For the full candidate model and guidance on when to use each level, see CANDIDATES.md.
app observation
+ plan context
+ step goal
+ operation
+ candidate
+ provider capabilities
-> resolved candidate
Example input candidate:
semantic:
instruction: Find the project name field.Possible resolved candidate:
exact:
stableId: project-name-inputor:
structural:
role: textbox
name: Project nameThe resolved candidate is then passed to the provider. The provider decides whether it can handle it and performs the operation.
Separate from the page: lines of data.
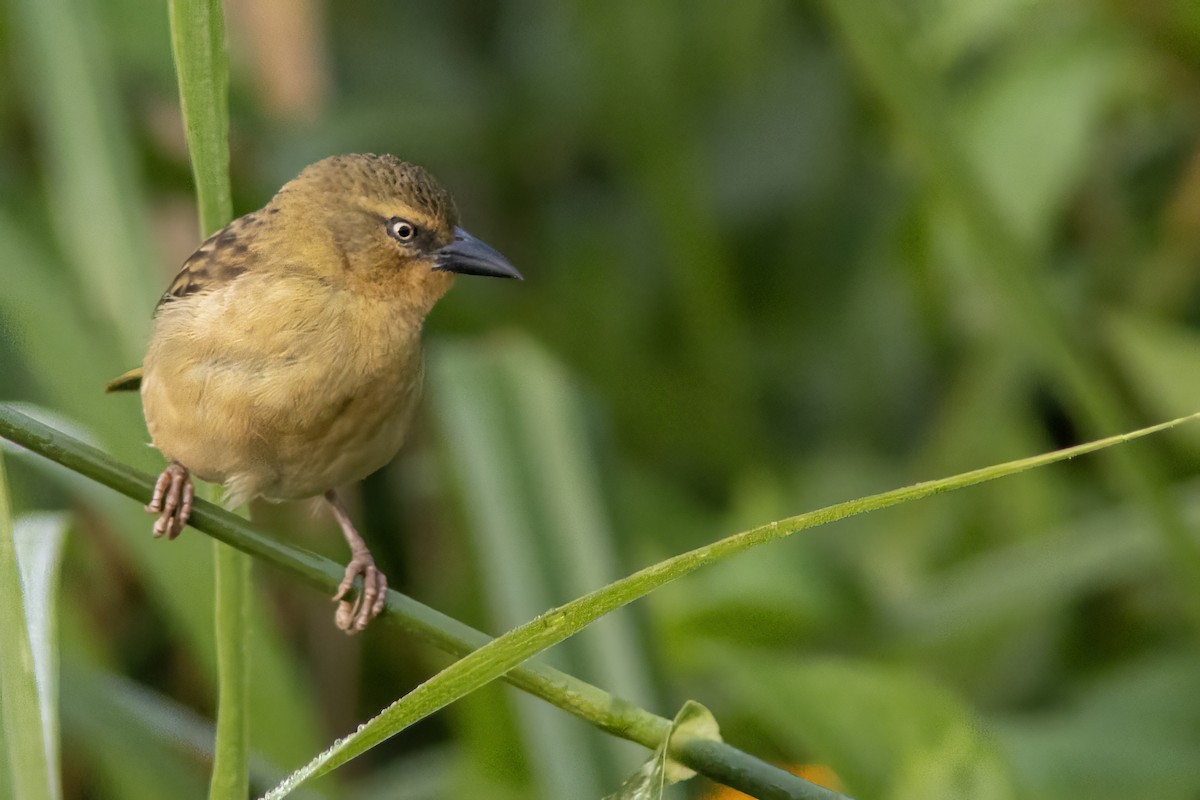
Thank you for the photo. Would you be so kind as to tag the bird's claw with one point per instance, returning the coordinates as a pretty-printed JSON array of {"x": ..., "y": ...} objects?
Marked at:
[
  {"x": 353, "y": 617},
  {"x": 172, "y": 500}
]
Semantic and visual assertions can be judged by the LLM when a provider cannot deterministically prove them.
success:
any:
- semantic:
intent: The project was created successfully.The runner provides the current observation and asks for a structured judgement:
passedconfidencemessage- optional evidence notes
Low-confidence judgement is treated as a failed verification rather than a silent pass.
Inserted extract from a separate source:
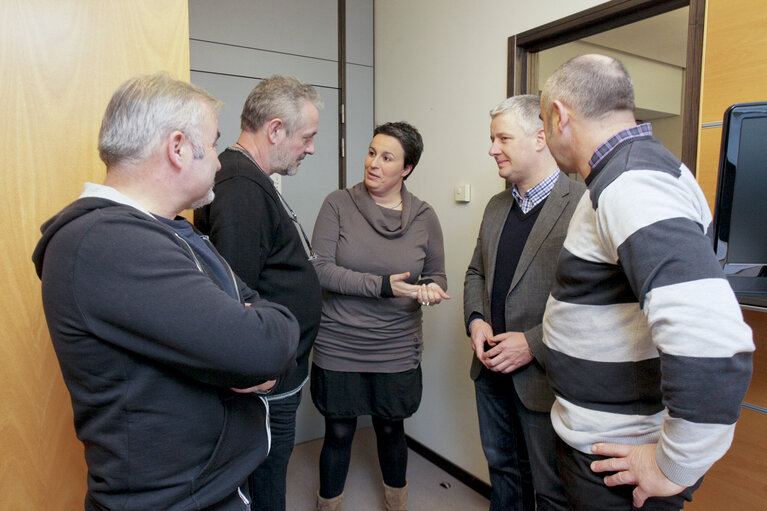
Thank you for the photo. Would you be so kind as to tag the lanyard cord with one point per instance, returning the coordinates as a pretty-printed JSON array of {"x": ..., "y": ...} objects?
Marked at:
[{"x": 293, "y": 216}]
The runner emits one failure class:
| Class | Meaning |
|---|---|
app_bug |
The app did not meet a user-visible acceptance criterion. |
plan_unclear |
The plan is ambiguous or underspecified. |
environment |
Provider, app, browser, terminal, desktop session, or LLM backend failed. |
If the LLM backend itself fails, the runner records that as an environment problem. For example, an expired account, missing API key, unsupported model prefix, or request timeout should not be reported as an app bug.
Every run writes:
.agent-check/runs/<runId>/llm-trace.json
This file is the easiest way to confirm that the LLM was actually used.
Event types include:
| Event | Meaning |
|---|---|
candidate_resolution |
A high-level candidate was resolved or failed to resolve. |
assertion_judgement |
A semantic or visual assertion was judged. |
failure_classification |
A failed step was classified. |
Statuses include:
| Status | Meaning |
|---|---|
used |
The LLM returned a structured result. |
unavailable |
The LLM was needed but unavailable or failed. |
ignored |
The LLM result was not accepted, usually because confidence was too low. |
Example excerpt:
[
{
"event": "candidate_resolution",
"status": "used",
"stepId": "fill_project_name",
"model": "zhipu/glm-4.7",
"resolvedCandidate": {
"exact": {
"stableId": "project-name-input"
}
},
"confidence": 1,
"reason": "The observation contains a stable project-name input."
}
]Relevant files:
| File | Role |
|---|---|
src/llm/llmClient.ts |
Provider-neutral LLM interface and structured result schemas. |
src/llm/vercelAiLlmClient.ts |
Vercel AI SDK backed implementation. |
src/core/runner.ts |
Decides when to call the LLM and records trace events. |
src/cli/index.ts |
Loads .env, reads model config, and wires the client into runs. |
The Vercel AI SDK is the abstraction layer. OpenAI, Codex CLI, Zhipu, Z.AI, or future providers are runtime model choices, not testing plan concepts.